During 18 sessions this month through trading on Thursday, 95% or more of the index’s members traded above their 200-day moving average. That’s the most days ever observed in a single calendar month and double the previous high of nine days in September 2009.
Just hitting the 95% threshold is a rarity. Prior to this month, the S&P 500 only eclipsed the mark in a grand total of 17 trading days going back to 1990, when Bloomberg began compiling the data.
The index also set a new single day record on April 21 when 97% of members closed above their 200-day moving average.

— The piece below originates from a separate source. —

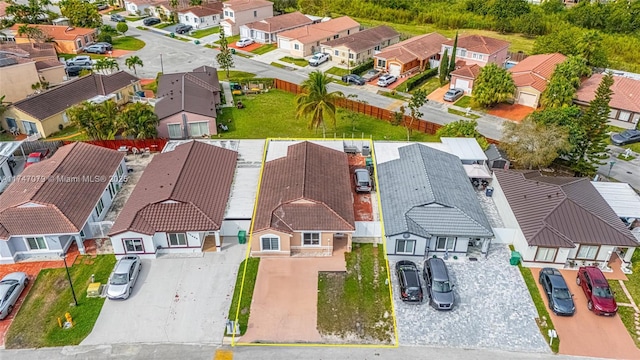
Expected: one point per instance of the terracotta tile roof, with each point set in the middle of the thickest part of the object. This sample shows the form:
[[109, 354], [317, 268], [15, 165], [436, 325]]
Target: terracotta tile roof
[[366, 39], [309, 189], [321, 30], [186, 189], [57, 32], [193, 92], [280, 22], [561, 211], [420, 47], [480, 44], [60, 98], [626, 92], [536, 70], [58, 207]]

Prior to this month, the previous high was 96.6% set on Oct. 19, 2009.
The average daily tally for the number of companies trading above their long-term price averages was 95.8% for the month. For context, that’s more than 30 percentage points higher than the 63.8% daily average for the metric since 1990.
The broad-based rally across the index comes as its members have upended Wall Street analysts profit projections. Of the 301 companies in the S&P 500 that have reported results so far, about 87% have exceeded analysts’ forecasts.
The sweeping nature of the rally combined with the unexpected surge in corporate earnings has helped cushion any down days for the benchmark. Friday is poised to be the 30th consecutive day in which it hasn’t seen a loss of 1% or more. That would be the longest such streak since the beginning of the Covid-19 pandemic.
That such a huge proportion of index members are trading above the mark should be viewed as yet another warning sign that the market may be overheating, wrote Matt Maley, chief market strategist for Miller Tabak + Co., in an April 26 note.
“The fact that 95% of the S&P 500 is now above its 200-day moving average is NOT a bullish sign,” Maley wrote. “Yes, a high number of stocks above their 200 DMA’s is usually positive, BUT it is NOT bullish when the number becomes extreme (like it is now…at 95%). In other words, this data point is much like sentiment. When it is strong, it is positive…but when it becomes extreme, it becomes a contrarian indicator!”
History, however, shows that such a rally could portend more predictable future returns.
Chris Verrone, head of technical & macro research at Strategas, points out that historically such breadth bodes well for future returns.
“This might surprise you, but there’s much tighter forward return dispersion when you’re very overbought,” he wrote in an email to Bloomberg. “If you just look at the dates in last say 50+ years where you had greater than 95% of issues above the 200-day -- it’s mid-1983, early 2004, and 4Q 2009 -- sure you can get pauses or consolidations from extreme breadth like this, but if you’re familiar with history, you know those dates were anything but fatal for longer-term players.”